8. With regard to number 1: the Court considers and so holds that in order to enable the PCGG to perform its functions as
conservator of the sequestered shares of stock pending final determination by the courts as to whether or not the same
constitute ill-gotten wealth or a final compromise agreement between the parties, the PCGG must be represented in the
Board of Directors of the corporation and of its majority-owned subsidiaries or affiliates and in the Executive Committee
(or its equivalent) and the Audit Committee thereof, in at least an ex officio (i.e., non-voting) capacity. The PCGG
representative must have a right of full access to and inspection of (including the right to obtain copies of) the books,
records and all other papers of the corporation relating to its business, as well as a right to receive copies of reports to the
Board of Directors, its Executive (or equivalent) and Audit Committees. By such representation and rights of full access,
the PCGG must be able so to observe and monitor the carrying out of the business of the corporation as to discover in a
timely manner any move or effort on the part of the registered owners of the sequestered stock, alone or in concert with
other shareholders, to conceal, waste and dissipate the assets of the corporation, or the sequestered shares themselves, and
seasonably to bring such move or effort to the attention of the Sandiganbayan for appropriate action.

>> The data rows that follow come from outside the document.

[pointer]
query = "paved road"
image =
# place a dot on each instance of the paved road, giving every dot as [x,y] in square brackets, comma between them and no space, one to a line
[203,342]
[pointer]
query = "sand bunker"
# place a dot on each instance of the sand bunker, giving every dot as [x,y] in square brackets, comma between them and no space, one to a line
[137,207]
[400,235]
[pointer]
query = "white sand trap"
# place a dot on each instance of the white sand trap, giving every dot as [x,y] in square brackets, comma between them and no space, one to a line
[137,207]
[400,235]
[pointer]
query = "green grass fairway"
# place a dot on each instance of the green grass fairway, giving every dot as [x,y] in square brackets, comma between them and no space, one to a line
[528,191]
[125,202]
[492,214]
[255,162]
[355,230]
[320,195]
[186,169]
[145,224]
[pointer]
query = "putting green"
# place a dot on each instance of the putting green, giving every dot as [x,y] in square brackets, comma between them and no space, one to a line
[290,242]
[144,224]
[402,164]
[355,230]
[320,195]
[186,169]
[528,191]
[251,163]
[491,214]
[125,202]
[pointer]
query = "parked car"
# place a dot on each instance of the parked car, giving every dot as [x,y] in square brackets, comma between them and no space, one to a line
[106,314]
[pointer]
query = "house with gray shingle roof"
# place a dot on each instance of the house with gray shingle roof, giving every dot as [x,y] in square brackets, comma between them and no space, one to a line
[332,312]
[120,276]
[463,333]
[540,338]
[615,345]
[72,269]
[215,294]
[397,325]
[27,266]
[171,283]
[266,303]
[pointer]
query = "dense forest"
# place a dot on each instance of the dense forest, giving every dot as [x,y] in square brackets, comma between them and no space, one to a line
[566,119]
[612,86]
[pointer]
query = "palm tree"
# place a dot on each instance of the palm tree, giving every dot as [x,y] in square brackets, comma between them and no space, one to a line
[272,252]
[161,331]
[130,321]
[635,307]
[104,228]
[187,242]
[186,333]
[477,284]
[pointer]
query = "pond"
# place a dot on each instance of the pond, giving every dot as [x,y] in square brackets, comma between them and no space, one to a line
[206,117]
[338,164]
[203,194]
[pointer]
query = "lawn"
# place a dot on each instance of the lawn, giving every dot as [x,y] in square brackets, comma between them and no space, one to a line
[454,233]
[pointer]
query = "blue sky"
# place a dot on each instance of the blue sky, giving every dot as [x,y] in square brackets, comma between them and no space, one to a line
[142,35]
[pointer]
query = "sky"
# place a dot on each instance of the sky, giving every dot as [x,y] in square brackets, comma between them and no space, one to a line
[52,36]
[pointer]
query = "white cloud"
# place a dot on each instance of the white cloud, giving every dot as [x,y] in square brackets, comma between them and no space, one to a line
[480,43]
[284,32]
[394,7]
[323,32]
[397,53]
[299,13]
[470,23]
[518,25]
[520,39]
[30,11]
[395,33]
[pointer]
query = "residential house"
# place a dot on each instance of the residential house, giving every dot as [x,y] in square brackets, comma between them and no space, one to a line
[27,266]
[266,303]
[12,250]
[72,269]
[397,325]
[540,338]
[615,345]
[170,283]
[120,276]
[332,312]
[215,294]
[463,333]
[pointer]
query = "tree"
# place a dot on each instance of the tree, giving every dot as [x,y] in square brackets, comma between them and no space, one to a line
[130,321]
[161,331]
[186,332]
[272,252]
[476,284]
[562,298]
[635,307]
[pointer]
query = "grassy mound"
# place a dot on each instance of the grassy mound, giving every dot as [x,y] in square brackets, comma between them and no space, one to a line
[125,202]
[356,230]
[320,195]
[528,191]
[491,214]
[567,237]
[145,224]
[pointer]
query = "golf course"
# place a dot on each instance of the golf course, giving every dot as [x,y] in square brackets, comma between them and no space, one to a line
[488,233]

9. Whether a particular case falls within the first or the second type of situation described above, the following safeguards
are indispensably necessary:
1.The sequestered shares and any stock dividends pertaining to such shares, may not be sold,
transferred, alienated, mortgaged, or otherwise disposed of and no such sale, transfer or other
disposition shall be registered in the books of the corporation, pending final judicial resolution of the
question of ill-gotten wealth or a final compromise agreement between the parties; and
2. Dividend and liquidating distributions shall not be delivered to the registered stockholders of the
sequestered shares, including stock dividends pertaining to such shares, but shall instead be
deposited in an escrow, interest-bearing, account in a first class bank or banks, acceptable to the
Sandiganbayan, to be held by such banks for the benefit of whoever is held by final judicial decision
or final compromise agreement, to be entitled to the shares involved.
CASE LAW/ DOCTRINE:
The PCGG representative must have a right of full access to and inspection of (including the right to obtain copies of) the
books, records and all other papers of the corporation relating to its business, as well as a right to receive copies of reports
to the Board of Directors, its Executive (or equivalent) and Audit Committees.